Perspective: Change yours for better photos

This is not about changing ideas, or thinking about how your socioeconomic background and upbringing might affect the way you see things.  This is about literally moving your lazy butt off the couch and getting into your photography.  Or at least moving the camera so it doesn’t look like you were just sitting on the couch.  For example, this shot of Sequoia was taken while he was trying to figure out how to steal Angus’ new duck toy while they were both in between the couch and the coffee table:

Rather than just taking the shot by holding the camera eyepiece up to my face, I held the camera down on my lap, so the lens was more on the same plane as the dog.  This gives an image of the dog looking down, instead of an image of looking down on the dog looking down.  Perspective!  Another thing to note about perspective, is that like in the previous post about light, if you can move yourself between your light source and your subject, you don’t get the backlighting that occured by Sequoia’s head in the shot above.  While not always possible, it does help when you can do it, and is especially helpful in the case of photographing darker subjects.  Like a black Lab…

No way I could have gotten either of those shots with the dog being backlit by the bright outdoor scene in the previous shot.  The autofocus would see the black hole that is Mr Angus McFangus, and simply check out.
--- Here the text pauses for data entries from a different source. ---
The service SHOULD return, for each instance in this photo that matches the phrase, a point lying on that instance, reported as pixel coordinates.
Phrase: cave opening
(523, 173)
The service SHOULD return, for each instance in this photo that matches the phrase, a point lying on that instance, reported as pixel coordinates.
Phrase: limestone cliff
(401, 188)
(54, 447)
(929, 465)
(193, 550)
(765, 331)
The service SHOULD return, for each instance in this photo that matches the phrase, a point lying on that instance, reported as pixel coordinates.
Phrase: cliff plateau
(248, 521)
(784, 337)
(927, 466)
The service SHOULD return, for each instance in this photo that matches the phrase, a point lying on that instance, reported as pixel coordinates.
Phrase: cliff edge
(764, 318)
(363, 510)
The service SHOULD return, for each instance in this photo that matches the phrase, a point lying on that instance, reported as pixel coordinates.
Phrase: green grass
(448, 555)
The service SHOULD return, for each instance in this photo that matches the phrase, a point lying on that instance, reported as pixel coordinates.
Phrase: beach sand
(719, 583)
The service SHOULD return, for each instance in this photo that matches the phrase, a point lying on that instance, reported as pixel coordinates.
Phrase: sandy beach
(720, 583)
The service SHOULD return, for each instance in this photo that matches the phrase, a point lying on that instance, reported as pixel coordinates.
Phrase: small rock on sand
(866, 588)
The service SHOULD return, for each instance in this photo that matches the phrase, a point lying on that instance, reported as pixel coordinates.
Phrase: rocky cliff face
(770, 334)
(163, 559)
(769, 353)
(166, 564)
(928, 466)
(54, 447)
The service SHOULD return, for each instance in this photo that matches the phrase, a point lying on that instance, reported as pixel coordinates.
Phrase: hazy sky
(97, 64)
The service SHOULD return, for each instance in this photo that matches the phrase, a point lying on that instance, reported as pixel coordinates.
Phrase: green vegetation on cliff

Whirrrrr…. and nothing.  Also helped that he was playing with his mostly destroyed tyrannosaur chew-bone, which is white, and provided some contrast for the autofocus system to key in on.  Note that from the first image, I’ve migrated down onto the floor with the dogs.  Miss Mau was decidedly aloof, and mostly unpurrrturbed by this:

Of course my being interested in her made Angus take note, and she bugged out.  However, now being down in the floor, Sequoia thought he should share his toys with me, since I was there:

I didn’t notice her in the picture, but Kelly noted that the Mau had taken up residence behind me.  Most likely plotting my death for having clued Angus into her contented sunning by the door, she was hanging out by the cat-claw-whetstone of doom:

Not amused human, not amused.

Being on the ground, and NEAR the cat now, meant that I was vulnerable to sneak attack:

Noting the constant changes?  None of these shots were taken from the standard 5′ – 6′ from the ground (eye-level), while standing and holding the camera up to my face.  I did use the viewfinder on one of the above shots, the first one of the cat.  But for that shot, I was down in the floor.  Some of the best shots I’ve ever had involved getting into some strange, weird, or normally un-thought-of position where I knew I could get the shot.  One last example:  About 5 minutes after taking the above sequence, I was back on the couch, and the cat was back at her spot by the screen door.  Seeing an opportunity for one of the great “outdoor light reflected in an eyeball” shots, I crept into position and managed to get this shot:

With this post brewing in the back of my head, I asked Kelly to take a cellphone photo of where I had ended up in order to get the previous shot:

Don’t be afraid to get down in the environment to get those great shots.